JRA桜花賞(G1)「ウオッカ超え」デアリングタクト、勢力図を一変させる可能性も!? ポテンシャルの高さはすでに「G1級」

 12日、阪神競馬場で行われる牝馬クラシック・桜花賞(G1)は、2歳女王レシステンシアがチューリップ賞(G2)でまさかの3着に敗れ、桜花賞戦線は一転して風雲急を告げる様相を帯びて来た。

 これに対し、新興勢力となりそうなのが別路線組だ。シンザン記念(G3)を勝ったサンクテュエール、クイーンC(G3)勝ちのミヤマザクラ、阪神JF(G1)を1番人気で6着に敗れたリアアメリアも侮れない。

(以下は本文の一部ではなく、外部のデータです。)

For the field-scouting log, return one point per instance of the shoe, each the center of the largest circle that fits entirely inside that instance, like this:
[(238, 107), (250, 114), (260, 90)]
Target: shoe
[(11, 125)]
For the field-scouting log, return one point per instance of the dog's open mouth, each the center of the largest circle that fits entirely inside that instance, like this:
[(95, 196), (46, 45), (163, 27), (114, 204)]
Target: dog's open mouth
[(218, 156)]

 なかでもエルフィンS(OP)を1分33秒6で勝ち、ウオッカのレコードを更新したデアリングタクト(牝3、栗東・杉山晴紀‎厩舎)は、特筆に値する走りを見せたといっていい。

 勝ち時計は今年開催の京都芝1600m条件で最速であり、まだ2月の時期の3歳牝馬としては異例のタイムだったといえる。桜花賞でライバルとなるサンクテュエールのシンザン記念は1分35秒9に過ぎない。馬場の違いはあれど、同じ条件で2秒3の差は小さくないだろう。

 芝の1600m条件となった87年からのエルフィンSを、1分33秒台で勝った馬は2007年のウオッカとデアリングタクトの2頭しかいない。牡馬相手にダービー馬となった女傑を凌ぐレコード更新は、同馬の活躍を予感させるには十分だ。

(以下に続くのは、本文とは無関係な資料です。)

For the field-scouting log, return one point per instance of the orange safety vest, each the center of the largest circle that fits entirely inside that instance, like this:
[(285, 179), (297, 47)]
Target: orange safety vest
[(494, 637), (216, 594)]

 事実、エルフィンSで披露した最後方から大外を回しながらも瞬く間に4馬身突き抜けた走りは圧巻というしかない。

 松山弘平騎手は「非常に強かったですね。最後はいい脚を使ってくれて、余裕もありました。着差以上に力強い競馬をしてくれました」と振り返り、杉山晴調教師は「冗談抜きでびっくりしました。あの位置から目いっぱい追ってもいないし強かった。優等生タイプで言うことなしです」と大絶賛したのも頷ける。

 また、桜花賞でデアリングタクトが好戦する裏付けとなりそうなのが、エルフィンSで1秒以上も突き放された3着スマートリアンと4着エーポスの存在だ。

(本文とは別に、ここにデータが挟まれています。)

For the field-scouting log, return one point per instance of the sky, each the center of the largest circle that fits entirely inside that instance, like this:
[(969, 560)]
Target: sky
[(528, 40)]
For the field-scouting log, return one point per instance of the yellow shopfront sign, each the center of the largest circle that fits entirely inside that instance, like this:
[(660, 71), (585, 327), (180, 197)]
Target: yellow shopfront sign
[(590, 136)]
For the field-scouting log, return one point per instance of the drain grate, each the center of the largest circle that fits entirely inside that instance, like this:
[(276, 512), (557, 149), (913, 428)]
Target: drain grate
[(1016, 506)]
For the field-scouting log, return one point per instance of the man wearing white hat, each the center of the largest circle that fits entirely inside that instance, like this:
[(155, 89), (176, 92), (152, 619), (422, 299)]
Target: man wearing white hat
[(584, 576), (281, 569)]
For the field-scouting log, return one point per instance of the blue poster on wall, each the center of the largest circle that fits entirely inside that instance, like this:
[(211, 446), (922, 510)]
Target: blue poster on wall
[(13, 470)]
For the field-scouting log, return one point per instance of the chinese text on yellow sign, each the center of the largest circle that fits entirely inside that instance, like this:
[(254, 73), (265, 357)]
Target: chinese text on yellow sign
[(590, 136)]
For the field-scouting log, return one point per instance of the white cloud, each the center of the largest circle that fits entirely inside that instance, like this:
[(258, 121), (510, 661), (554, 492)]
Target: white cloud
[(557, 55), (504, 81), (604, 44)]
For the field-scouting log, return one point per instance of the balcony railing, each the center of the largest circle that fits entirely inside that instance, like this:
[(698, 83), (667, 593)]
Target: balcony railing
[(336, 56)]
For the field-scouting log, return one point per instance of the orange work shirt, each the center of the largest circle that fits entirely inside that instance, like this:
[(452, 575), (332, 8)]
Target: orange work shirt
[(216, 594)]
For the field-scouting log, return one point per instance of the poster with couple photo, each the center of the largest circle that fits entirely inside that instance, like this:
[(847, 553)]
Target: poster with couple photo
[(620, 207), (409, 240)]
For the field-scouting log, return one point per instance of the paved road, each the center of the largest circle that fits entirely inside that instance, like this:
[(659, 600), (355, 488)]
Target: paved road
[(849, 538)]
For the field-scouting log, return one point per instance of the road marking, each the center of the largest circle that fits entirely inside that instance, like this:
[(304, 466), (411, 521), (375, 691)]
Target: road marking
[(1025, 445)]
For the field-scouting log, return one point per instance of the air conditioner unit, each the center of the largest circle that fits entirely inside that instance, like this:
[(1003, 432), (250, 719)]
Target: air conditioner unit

 スマートリアンは次走のチューリップ賞(G2)を0秒3差の5着、エーポスは次走のフィリーズレビュー(G2)を優勝した。

 エルフィンSで問題にしなかった2頭が、次走で好走したことからもデアリングタクトの能力がトップクラスであることの後押しとなるだろう。

 血統的にも父は14年のジャパンC(G1)を勝ったエピファネイア、祖母デアリングハートは桜花賞を3着、NHKマイルC(G1)を2着に好走した重賞3勝馬という良血だ。

 一時は桜花賞史上最高級といわれたボーダーラインに出走も危惧されたが、それも無事クリアした。

 これまで披露したパフォーマンスから、勢力図を一変させる可能性もある。

 最大の「惑星」が下剋上に向け、準備は整った。